Kenny Walter is an editor with HCPLive. Prior to joining MJH Life Sciences in 2019, he worked as a digital reporter covering nanotechnology, life sciences, material science and more with R&D Magazine. He graduated with a degree in journalism from Temple University in 2008 and began his career as a local reporter for a chain of weekly newspapers based on the Jersey shore. When not working, he enjoys going to the beach and enjoying the shore in the summer and watching North Carolina Tar Heel basketball in the winter.

In a new study presented at ERS 2020, Dr. Mark Levy discusses how a digital inhaler reduces the amount of people who use their inhaler incorrectly.

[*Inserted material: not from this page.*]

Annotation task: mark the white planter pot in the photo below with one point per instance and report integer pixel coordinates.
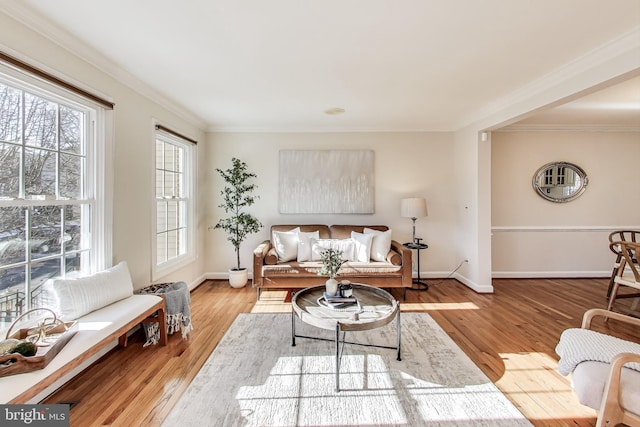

Inhaler use can be difficult for some asthma patients, leading to faulty adherence and improper dosing of medications.

However, with the advent of new technology, it might soon be easier to know when an inhaler is being improperly used so that the problems can ultimately be corrected.

In a poster presented at the European Respiratory Society International Congress 2020 (ERS 2020), researchers presented data testing a new digital inhaler that alerts the user through a smartphone application whether or not they are using the inhaler correctly.

By promoting better inhaler techniques, the researchers believe ultimately they can severely reduce the amount of preventable asthma hospitalizations and improve care for the disease.

In the 696 patient study, the investigators found the digital inhaler helped identify patterns of use and provided clinically meaningful information early and facilitated physician-patient interventions and conversations.

In an interview with HCPLive®, Mark L. Levy, FRCGP, discusses why patients seem to struggle with inhalers and how digitalizing the technology could have a drastic impact on reducing asthma hospitalizations.

Levy explained how inhaler technique has long been an issue for asthma patients and that many of the asthma issues ultimately could have been prevented.